In the current climate, parents are being forced to consider things they've never even thought of before. For example, hiring a babysitter: When did you ever consider the social stigma of bringing someone outside of your family unit into the house? Allowing someone to penetrate your family's little "lockdown bubble" is so quickly frowned upon that it immediately makes you question your decision. In spite of all this, I decided it was time to slowly reintroduce our childcare services.
Over the last week, I've had my nanny come back to look after our 2 year old, which frees us up for different activities with our older sons. Additionally, I made arrangements for a local college student to take my older two sons on an outdoor fishing trip. From the moment I made the decision, it felt as if a huge weight had been lifted from my shoulders and the older boys were so excited to get out of the house with someone other than their parents; even Daniel was excited to have his nanny back. To be completely honest, it seemed like the boys didn’t really care where they were going or what they were doing, as long as they got the opportunity to interact with others and feel somewhat normal again.

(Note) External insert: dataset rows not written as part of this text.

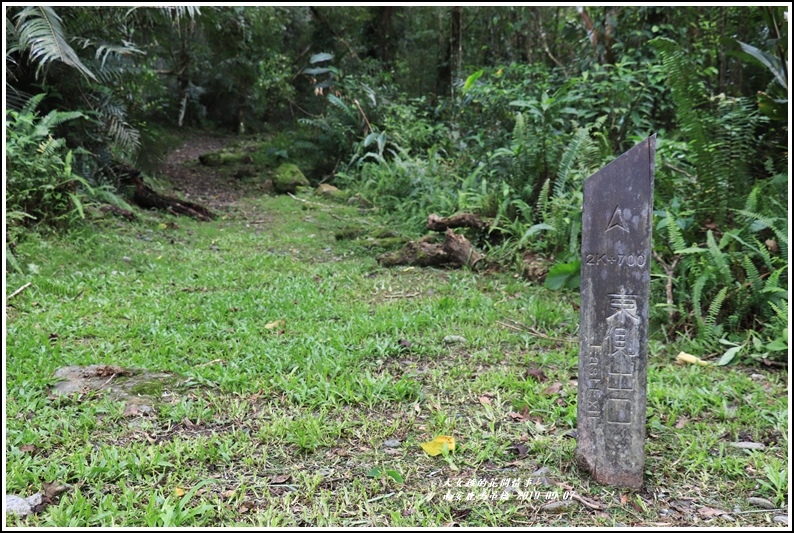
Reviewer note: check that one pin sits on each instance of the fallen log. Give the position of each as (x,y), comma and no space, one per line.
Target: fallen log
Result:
(118,211)
(456,251)
(461,220)
(147,197)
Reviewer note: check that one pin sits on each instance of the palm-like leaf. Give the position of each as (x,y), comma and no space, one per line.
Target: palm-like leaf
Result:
(39,30)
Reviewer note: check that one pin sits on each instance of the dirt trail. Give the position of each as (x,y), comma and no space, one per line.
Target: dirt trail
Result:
(199,183)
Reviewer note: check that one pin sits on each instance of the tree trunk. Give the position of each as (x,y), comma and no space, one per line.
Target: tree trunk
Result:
(456,48)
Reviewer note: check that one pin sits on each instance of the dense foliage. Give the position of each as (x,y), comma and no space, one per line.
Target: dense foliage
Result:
(503,111)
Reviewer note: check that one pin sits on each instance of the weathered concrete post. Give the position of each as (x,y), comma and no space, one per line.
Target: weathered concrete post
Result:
(613,338)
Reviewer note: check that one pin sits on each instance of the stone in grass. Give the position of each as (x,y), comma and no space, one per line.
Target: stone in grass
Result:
(761,502)
(559,506)
(288,178)
(454,339)
(22,506)
(744,445)
(329,191)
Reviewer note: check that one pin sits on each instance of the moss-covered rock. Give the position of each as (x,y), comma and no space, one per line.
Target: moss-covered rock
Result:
(217,159)
(288,177)
(329,191)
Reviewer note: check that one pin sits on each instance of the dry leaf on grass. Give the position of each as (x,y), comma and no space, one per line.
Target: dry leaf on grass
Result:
(536,373)
(440,444)
(708,512)
(691,359)
(552,389)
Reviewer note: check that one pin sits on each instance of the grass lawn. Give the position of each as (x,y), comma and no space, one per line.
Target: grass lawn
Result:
(306,377)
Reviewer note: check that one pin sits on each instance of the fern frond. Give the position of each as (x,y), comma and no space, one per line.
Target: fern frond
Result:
(781,311)
(762,222)
(674,235)
(714,308)
(576,147)
(718,257)
(697,292)
(40,31)
(752,274)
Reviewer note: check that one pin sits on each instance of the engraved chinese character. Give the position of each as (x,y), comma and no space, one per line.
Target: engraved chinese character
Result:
(625,306)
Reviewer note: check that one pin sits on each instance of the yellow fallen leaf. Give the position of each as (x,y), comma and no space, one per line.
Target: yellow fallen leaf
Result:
(691,359)
(439,445)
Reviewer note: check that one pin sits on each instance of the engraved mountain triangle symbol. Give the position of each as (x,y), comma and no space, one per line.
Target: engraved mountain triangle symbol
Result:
(617,221)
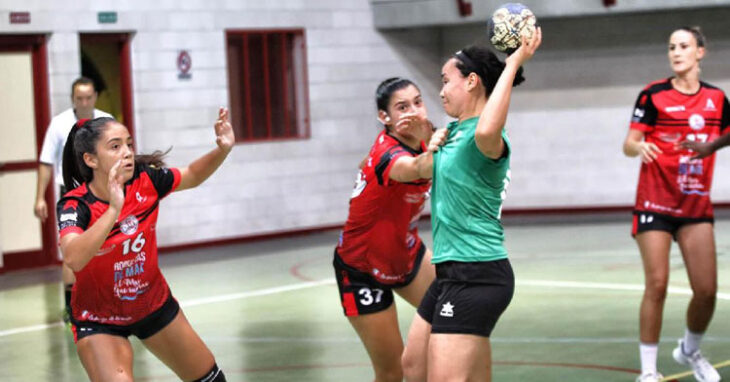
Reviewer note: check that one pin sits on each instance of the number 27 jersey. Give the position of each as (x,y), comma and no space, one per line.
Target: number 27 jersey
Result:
(122,283)
(675,184)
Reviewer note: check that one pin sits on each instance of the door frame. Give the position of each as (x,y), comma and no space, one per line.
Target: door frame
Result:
(36,44)
(123,39)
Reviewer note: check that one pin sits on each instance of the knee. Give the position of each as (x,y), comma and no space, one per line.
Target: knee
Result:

While I appreciate that each of us will have different levels of risk and will therefore reopen our lives and families at different rates, the key thing to remember is that it’s all ok. What works for some may not work for others and that is also ok. For me, the risk of allowing our sitter - who has been actively social distancing - back into our home was a risk I was willing to take because the benefits truly outweighed the calculated risks. Also in the case of allowing the boys to spend time outside in the fresh air with a local college student; having them occupied to allow me just a few minutes to breath is truly one of the best investments I could've made and in all honesty, is something I probably should've done weeks ago. While I mainly used the time my children were occupied for working, I did also manage to get some one-on-one time with my middle son and even sat down to a dinner where my primary focus wasn't entertaining a 2 year old while trying to get him to eat.
I totally appreciate that these things may seem insignificant on the surface, but over time they really add up. The sooner we can all accept that we need help and we aren’t supposed to, or don’t need to, do absolutely everything ourselves, the easier it will be to start moving forward and getting back to normal.